Anaphylactoid reactions during desensitization. Isolated cases of prolonged, life-threatening anaphylactoid reactions have been reported in patients receiving ACE inhibitors during desensitization therapy with bee venom. ACE inhibitors should be used with caution in allergic patients after desensitization and should be avoided during immunotherapy with bee venom. However, in patients requiring both ACE inhibitors and desensitization, such reactions can be avoided by temporarily stopping the ACE inhibitor at least 24 hours before starting desensitization therapy.
Anaphylactoid reactions during low-density lipoprotein (LDL) apheresis. Life-threatening anaphylactoid reactions have been reported rarely in patients receiving ACE inhibitors during LDL apheresis using dextran sulfate. These reactions can be avoided by temporarily withholding ACE inhibitor therapy prior to each apheresis.

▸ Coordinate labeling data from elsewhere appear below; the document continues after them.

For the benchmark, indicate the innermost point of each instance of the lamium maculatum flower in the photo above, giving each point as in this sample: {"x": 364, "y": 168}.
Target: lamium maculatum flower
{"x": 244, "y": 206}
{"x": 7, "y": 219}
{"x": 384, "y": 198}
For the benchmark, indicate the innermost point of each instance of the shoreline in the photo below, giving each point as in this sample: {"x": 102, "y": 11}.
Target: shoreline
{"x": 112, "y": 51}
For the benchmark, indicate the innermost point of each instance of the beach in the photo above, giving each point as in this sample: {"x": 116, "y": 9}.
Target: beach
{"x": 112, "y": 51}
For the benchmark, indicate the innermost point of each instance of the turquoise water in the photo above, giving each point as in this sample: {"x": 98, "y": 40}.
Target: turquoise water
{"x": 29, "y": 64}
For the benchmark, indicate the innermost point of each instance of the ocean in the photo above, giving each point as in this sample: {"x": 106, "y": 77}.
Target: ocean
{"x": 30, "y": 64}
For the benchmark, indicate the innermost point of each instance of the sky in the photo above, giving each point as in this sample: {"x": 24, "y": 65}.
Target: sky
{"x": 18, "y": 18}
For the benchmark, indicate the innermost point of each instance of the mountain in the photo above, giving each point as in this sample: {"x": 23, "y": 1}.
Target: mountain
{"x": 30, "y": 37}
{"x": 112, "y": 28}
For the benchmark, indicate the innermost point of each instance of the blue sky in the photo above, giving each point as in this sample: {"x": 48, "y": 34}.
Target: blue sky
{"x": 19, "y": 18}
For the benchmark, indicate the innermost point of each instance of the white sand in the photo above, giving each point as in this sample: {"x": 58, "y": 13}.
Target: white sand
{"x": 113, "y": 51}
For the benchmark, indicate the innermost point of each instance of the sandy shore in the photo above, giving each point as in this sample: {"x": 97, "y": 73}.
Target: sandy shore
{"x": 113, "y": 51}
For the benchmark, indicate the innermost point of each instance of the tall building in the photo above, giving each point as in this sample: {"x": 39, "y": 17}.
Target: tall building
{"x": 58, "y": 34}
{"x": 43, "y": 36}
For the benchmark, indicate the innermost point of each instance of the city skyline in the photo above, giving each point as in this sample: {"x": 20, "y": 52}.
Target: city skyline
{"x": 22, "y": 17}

Primary aldosteronism: Patients with primary hyperaldosteronism usually do not respond to antihypertensive medicinal products that act by inhibiting the renin-angiotensin system. Therefore, the use of this medicinal product is not recommended in such patients.
Patients after kidney transplantation: There is no experience with the use of perindopril arginine in patients after a recent kidney transplantation.
Hypotension: Symptomatic hypotension has been reported in patients with symptomatic heart failure and concomitant renal insufficiency.